I do know one thing for sure. I won’t be calling her. Not tomorrow. Not the next day or the day after that. I’m through pursuing. I don’t know that should she call me whether I’ll answer. Probably not. I’ll probably let her leave a message. I need processing time. Praying time. Meditation time.She needs to “simmer” a bit herself. Think through what she knows has been an issue between us in the past. Plus, I don’t want to act hastily.
I have no idea where this will end. I know my heart will break if the person I’ve confided in all these years, whom I’ve poured out my heart to, kept nothing from, is suddenly out of my life-especially from my own hand. But I also know I care for myself enough to protect my heart. Things will have to change or I’ll have to change my expectations. That will involve a lot of questions about relationships in general.

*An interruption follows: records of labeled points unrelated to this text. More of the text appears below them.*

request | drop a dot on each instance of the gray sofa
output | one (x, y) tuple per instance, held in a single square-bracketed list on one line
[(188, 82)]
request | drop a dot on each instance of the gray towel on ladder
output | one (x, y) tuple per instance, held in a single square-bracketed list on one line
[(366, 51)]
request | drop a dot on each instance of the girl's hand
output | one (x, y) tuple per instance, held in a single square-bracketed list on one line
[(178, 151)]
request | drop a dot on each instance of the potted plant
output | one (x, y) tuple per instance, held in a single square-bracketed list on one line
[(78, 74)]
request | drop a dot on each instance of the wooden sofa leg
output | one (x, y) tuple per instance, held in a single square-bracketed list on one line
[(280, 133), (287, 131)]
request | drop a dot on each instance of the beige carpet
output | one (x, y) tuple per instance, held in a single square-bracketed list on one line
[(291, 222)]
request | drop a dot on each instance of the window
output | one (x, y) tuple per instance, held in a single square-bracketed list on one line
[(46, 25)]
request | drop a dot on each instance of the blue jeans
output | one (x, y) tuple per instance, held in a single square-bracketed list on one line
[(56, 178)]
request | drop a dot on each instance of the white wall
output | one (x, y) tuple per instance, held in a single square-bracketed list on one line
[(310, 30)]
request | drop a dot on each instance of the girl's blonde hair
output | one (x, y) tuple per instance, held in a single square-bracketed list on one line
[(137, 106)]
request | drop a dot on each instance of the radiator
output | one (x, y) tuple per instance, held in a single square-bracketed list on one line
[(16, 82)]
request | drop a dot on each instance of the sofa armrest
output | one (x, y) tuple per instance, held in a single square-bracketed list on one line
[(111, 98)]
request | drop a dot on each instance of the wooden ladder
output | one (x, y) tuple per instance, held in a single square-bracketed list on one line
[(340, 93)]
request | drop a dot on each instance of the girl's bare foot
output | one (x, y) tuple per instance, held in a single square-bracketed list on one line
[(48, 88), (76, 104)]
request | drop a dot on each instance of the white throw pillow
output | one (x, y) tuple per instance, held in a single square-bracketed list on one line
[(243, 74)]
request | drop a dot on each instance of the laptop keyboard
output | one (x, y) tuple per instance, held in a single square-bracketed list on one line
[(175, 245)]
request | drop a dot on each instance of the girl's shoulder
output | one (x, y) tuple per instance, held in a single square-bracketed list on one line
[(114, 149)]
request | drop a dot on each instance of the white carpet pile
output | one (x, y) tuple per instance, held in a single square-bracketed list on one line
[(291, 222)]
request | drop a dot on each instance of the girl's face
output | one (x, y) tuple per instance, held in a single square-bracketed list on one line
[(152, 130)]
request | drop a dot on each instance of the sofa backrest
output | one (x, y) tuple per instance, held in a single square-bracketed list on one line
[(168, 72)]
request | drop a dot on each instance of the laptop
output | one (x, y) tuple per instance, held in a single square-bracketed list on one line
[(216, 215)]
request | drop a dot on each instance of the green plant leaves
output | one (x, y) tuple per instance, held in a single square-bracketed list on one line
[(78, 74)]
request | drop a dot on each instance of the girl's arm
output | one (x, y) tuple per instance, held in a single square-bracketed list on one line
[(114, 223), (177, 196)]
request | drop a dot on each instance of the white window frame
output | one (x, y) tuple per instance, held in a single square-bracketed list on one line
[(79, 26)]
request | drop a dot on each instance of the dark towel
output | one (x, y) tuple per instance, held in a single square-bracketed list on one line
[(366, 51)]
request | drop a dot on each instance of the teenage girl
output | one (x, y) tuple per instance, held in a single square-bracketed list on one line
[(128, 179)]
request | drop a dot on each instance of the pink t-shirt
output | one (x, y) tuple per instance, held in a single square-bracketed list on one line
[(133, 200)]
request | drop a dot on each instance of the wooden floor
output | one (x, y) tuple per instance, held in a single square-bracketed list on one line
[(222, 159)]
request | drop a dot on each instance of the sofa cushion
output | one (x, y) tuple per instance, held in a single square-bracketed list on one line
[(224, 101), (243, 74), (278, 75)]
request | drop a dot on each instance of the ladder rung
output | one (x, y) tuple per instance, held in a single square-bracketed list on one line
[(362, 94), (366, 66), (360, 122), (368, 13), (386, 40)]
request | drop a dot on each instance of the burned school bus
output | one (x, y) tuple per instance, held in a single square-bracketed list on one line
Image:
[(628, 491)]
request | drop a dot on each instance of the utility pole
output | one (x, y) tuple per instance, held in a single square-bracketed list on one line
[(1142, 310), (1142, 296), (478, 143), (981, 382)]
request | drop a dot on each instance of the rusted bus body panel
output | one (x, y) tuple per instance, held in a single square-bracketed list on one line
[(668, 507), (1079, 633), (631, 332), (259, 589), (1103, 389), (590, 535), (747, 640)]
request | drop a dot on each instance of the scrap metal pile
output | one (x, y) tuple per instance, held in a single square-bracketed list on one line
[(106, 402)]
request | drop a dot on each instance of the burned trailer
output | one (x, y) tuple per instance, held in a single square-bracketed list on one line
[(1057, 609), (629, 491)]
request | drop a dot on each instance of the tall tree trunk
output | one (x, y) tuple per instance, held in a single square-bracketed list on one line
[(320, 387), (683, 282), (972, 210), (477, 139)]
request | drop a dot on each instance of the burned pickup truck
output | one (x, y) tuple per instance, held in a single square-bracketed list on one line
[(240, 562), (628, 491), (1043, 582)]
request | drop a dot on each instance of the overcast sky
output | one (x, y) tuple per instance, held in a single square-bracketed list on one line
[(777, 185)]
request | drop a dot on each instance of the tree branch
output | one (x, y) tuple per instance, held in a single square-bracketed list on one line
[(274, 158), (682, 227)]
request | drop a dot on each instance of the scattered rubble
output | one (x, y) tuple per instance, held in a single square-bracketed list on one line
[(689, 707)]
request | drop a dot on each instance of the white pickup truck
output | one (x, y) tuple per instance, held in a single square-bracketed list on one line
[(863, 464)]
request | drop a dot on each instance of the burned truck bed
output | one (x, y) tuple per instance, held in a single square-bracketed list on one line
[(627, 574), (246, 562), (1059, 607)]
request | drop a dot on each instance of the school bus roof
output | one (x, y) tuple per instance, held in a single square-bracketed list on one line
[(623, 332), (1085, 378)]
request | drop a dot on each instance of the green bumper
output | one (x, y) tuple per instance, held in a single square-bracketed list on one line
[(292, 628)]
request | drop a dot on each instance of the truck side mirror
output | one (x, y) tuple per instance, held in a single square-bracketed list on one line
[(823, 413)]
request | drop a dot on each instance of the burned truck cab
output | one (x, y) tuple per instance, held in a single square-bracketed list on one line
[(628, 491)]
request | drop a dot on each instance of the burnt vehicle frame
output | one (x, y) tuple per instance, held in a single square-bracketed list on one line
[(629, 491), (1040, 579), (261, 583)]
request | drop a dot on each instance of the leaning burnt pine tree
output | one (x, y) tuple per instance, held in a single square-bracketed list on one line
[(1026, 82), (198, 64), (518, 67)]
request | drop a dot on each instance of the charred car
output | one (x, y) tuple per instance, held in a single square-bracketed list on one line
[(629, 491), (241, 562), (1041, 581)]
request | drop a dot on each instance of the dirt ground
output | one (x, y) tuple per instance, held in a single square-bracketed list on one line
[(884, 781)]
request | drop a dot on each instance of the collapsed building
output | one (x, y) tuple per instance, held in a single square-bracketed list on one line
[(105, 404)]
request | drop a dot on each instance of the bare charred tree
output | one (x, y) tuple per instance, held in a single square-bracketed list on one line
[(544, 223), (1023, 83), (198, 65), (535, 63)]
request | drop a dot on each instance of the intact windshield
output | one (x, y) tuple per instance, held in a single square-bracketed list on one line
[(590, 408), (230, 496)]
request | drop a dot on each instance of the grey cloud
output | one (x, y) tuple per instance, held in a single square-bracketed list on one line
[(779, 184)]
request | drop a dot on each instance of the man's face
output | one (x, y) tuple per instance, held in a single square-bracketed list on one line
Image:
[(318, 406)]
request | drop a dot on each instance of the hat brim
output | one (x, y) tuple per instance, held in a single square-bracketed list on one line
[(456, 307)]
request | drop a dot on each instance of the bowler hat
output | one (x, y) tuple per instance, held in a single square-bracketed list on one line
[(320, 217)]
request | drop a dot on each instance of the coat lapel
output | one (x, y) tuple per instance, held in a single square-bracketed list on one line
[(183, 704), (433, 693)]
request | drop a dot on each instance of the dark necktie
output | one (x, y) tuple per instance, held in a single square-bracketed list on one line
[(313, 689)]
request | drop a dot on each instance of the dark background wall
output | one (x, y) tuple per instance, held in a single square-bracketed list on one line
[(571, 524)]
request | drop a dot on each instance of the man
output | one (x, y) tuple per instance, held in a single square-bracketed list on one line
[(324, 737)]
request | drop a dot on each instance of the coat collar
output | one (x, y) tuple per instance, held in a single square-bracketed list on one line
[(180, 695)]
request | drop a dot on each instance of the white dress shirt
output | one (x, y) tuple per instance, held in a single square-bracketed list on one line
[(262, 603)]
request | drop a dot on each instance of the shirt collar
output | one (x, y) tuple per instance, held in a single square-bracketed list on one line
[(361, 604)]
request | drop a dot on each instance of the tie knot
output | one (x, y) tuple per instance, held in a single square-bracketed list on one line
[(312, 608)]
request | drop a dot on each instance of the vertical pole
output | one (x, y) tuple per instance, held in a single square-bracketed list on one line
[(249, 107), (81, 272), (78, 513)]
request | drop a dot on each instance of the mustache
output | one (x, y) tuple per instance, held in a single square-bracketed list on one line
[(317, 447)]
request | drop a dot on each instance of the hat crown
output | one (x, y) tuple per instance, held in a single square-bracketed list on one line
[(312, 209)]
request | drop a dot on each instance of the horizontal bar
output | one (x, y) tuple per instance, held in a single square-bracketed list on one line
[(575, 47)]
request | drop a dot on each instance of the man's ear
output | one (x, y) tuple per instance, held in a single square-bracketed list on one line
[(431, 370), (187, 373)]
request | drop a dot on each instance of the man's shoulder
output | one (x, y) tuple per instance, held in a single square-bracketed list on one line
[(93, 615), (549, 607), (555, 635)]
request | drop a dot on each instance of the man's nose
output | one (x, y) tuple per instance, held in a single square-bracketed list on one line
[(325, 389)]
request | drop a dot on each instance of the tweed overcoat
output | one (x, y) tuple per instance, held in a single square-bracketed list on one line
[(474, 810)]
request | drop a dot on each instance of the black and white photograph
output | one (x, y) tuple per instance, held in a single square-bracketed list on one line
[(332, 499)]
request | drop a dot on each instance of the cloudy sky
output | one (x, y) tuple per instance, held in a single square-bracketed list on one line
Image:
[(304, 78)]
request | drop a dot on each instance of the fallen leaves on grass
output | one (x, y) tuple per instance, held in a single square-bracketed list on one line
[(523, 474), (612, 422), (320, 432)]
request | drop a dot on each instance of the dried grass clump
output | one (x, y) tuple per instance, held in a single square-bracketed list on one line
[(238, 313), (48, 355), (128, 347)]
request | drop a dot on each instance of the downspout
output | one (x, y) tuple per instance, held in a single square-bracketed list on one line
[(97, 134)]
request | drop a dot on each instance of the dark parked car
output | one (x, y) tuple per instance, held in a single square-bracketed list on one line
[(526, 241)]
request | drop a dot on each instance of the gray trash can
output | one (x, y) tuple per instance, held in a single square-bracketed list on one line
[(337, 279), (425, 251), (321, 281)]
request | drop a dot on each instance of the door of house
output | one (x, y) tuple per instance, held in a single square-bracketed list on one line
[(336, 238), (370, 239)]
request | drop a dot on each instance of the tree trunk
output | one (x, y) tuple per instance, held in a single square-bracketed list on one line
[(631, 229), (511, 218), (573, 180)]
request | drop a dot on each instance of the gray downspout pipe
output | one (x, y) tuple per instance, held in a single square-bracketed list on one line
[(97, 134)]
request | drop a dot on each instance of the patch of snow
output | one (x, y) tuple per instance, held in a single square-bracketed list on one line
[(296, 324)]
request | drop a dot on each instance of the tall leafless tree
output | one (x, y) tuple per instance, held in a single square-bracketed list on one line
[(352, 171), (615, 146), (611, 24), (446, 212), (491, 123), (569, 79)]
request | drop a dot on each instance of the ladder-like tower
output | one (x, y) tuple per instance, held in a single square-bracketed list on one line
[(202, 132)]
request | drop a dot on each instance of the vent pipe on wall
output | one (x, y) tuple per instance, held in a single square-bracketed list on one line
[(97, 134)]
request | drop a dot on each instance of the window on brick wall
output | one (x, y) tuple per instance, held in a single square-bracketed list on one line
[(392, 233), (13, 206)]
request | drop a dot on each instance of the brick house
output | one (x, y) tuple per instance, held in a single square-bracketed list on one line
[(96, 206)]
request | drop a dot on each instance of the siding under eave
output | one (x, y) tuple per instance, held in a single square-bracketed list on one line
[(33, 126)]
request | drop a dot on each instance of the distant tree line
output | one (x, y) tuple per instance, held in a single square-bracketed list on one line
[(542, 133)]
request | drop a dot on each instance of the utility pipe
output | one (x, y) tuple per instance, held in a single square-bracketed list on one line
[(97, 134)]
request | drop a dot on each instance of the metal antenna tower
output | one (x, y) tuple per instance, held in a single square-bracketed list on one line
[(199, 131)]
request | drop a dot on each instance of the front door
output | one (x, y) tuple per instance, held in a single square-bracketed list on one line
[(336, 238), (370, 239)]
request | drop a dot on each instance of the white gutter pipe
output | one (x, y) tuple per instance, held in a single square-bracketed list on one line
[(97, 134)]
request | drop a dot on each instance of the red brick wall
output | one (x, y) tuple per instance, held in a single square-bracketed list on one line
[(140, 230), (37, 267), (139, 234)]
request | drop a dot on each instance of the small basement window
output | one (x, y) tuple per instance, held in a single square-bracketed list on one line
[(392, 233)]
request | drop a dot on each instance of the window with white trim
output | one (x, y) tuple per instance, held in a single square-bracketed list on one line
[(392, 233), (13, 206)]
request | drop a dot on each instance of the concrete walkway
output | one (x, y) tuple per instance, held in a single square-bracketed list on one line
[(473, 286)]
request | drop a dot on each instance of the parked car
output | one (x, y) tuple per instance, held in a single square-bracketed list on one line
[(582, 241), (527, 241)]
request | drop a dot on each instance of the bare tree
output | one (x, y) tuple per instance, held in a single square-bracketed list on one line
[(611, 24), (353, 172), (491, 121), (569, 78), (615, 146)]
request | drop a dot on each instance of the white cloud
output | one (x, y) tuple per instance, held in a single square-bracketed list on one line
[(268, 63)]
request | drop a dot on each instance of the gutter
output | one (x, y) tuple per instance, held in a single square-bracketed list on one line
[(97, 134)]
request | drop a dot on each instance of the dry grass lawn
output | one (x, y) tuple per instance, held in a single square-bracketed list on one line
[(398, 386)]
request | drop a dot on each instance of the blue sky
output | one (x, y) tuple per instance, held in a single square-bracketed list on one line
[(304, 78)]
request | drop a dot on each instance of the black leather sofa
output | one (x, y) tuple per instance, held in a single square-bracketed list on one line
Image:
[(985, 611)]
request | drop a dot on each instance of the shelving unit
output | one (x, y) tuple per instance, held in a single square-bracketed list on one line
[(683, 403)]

In every relationship there is “shared responsibility”.
No relationship will make it long-term unless both people work at it. There will come a time when the person bearing the load will fall under the weight. It’s really not her fault. It’s who she is. It’s how she’s always been. It’s how she is with everyone, not just me. I know that. I was ready to let the relationship slide after her husband died, but when it got right down to it, I couldn’t do that to her until some time had passed. What kind of friend would that make me? I would not find it hard at all to end the friendship if we didn’t have such a long history. I’ve let more than one emerging friendship dissolve for this very lack of “shared responsibility”.But as I’ve said, we have a long, rich history.
Women and friendships are complicated. I know there are others struggling right now with these very same issues. When do we know when to pull away and at what cost? Are the benefits of the friendship worth the risk of future pain? Am I expecting too much or am I expecting what any woman should be able to expect from someone who has labeled herself her best friend. Does forgiveness mean opening the door to future hurts?
Hard questions.
Difficult answers.
Question, what’s going on with your friendships? I would love to hear some short snippets of what some of you have experienced.